Trajectory arclength reveals chaos
Javier Jiménez-López, V. J. García-Garrido
TL;DR
This work tackles efficient chaos detection in Hamiltonian dynamics by introducing a time-averaged Lagrangian descriptor, $\Omega = \mathcal{L}_f(\mathbf{x}_0,t_0,\tau)/\tau$, whose spectral content distinguishes regular from chaotic motion through $\hat{\Omega}_{reg} = \xi\,\delta(\omega)$ and $\hat{\Omega}_{chaos} \sim \omega^{-1}$, grounded in Birkhoff's ergodic partition. The method avoids variational equations and neighboring trajectories, offering $\mathcal{O}(N)$ scalability and enabling large datasets for machine learning; it is validated on the Hénon–Heiles and Fermi–Pasta–Ulam models, with Welch-based PSD providing robust ensemble separation. The results establish a simple, self-contained geometric framework for global chaos analysis in Hamiltonian systems and highlight the practical benefits of LD-based indicators for high-dimensional dynamics.
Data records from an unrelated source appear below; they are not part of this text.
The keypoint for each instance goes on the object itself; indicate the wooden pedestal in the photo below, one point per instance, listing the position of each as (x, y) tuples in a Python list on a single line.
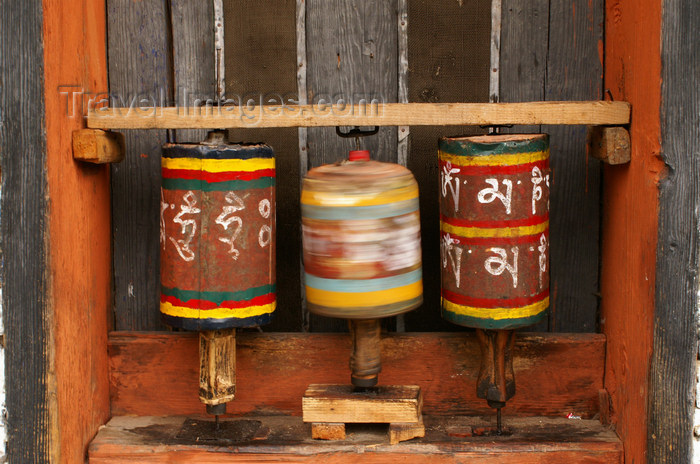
[(330, 407)]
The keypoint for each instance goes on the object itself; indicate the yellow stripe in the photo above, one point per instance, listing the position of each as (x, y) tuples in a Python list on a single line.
[(496, 313), (225, 165), (310, 197), (495, 160), (364, 300), (218, 313), (494, 232)]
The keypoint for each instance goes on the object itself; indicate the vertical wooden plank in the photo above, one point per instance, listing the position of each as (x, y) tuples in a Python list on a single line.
[(79, 219), (24, 230), (523, 64), (261, 59), (671, 389), (194, 64), (574, 72), (352, 54), (449, 56), (140, 67), (302, 96), (630, 220)]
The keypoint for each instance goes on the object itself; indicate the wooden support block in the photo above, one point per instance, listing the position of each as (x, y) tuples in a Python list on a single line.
[(217, 366), (383, 404), (402, 431), (98, 146), (328, 431), (609, 144)]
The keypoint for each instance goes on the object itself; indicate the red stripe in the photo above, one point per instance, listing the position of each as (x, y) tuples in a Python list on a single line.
[(216, 176), (498, 169), (528, 221), (493, 302), (205, 304), (498, 241)]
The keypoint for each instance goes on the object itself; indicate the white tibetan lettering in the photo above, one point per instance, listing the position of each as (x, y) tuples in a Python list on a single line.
[(452, 253), (537, 179), (489, 194), (188, 227), (496, 265), (227, 217), (447, 179), (542, 248)]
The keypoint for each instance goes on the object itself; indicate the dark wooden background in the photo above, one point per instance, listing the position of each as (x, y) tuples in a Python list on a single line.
[(549, 51)]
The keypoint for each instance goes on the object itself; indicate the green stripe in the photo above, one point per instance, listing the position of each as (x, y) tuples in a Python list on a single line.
[(363, 285), (463, 147), (501, 324), (196, 184), (339, 213), (218, 297)]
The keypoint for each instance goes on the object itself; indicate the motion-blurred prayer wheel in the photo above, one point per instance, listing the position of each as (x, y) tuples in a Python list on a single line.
[(217, 222), (362, 261), (362, 255), (494, 223)]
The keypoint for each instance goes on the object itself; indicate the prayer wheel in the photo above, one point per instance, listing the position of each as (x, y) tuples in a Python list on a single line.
[(494, 223), (217, 220), (217, 238), (361, 248)]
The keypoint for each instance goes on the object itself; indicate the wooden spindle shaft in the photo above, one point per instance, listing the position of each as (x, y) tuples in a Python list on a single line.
[(496, 382), (217, 368), (365, 362)]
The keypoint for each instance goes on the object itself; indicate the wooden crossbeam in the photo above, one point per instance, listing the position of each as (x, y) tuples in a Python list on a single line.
[(388, 114)]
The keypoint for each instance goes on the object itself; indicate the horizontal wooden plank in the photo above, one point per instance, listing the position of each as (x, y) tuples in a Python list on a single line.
[(387, 114), (382, 405), (534, 440), (157, 373)]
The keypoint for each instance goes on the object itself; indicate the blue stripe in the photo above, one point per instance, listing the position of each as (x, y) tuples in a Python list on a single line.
[(363, 285), (336, 213)]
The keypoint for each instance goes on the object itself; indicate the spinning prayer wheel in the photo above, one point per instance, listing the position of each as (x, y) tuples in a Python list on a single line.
[(361, 248), (494, 223), (217, 219)]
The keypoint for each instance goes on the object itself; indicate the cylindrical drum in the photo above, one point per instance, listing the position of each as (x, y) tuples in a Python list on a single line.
[(361, 237), (494, 224), (217, 234)]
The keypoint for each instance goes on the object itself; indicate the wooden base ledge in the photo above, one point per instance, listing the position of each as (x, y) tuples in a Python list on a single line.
[(154, 374), (377, 114), (534, 440)]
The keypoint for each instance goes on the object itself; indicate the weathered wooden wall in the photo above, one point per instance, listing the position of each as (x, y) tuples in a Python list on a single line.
[(549, 51)]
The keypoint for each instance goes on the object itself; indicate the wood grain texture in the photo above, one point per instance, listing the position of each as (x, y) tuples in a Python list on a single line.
[(388, 114), (194, 68), (672, 379), (448, 61), (80, 241), (23, 231), (574, 71), (139, 50), (261, 59), (610, 145), (97, 146), (630, 219), (217, 366), (351, 51), (380, 405), (535, 441), (156, 374)]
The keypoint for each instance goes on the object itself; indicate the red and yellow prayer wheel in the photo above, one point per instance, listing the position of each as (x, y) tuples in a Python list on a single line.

This approach opens pathways to studying complex phenomena like Arnold diffusion and to integrating chaos classification into scalable computational pipelines for physics and related fields.
Abstract
In this paper we demonstrate that the phase space arclength of a trajectory, quantified by the time-averaged Lagrangian descriptor, is a robust and self-contained chaos indicator. By invoking Birkhoff's Ergodic Partition Theorem, we show that this scalar function distinguishes dynamical regimes via its power spectral density: for regular motion it converges to a delta function, whereas for chaotic trajectories the spectrum exhibits an inverse power-law $(1/ω)$ driven by the phenomenon of dynamical stickiness. With this approach, we avoid the computation and simulation of the variational equations and the usage of neighboring orbits, making it the simplest geometrical chaos indicator derivable from Lagrangian descriptors. Its computational efficiency enables the study of high-dimensional systems and allows the generation of large datasets of classified initial conditions, ideal for training Machine Learning models. We validate these findings using the Hénon-Heiles and the Fermi-Pasta-Ulam systems. By linking the geometrical properties of phase space to spectral analysis, this work provides the mathematical justification to establish Lagrangian descriptors as a rigorous, self-sufficient framework for the global analysis of chaos and regularity in Hamiltonian systems.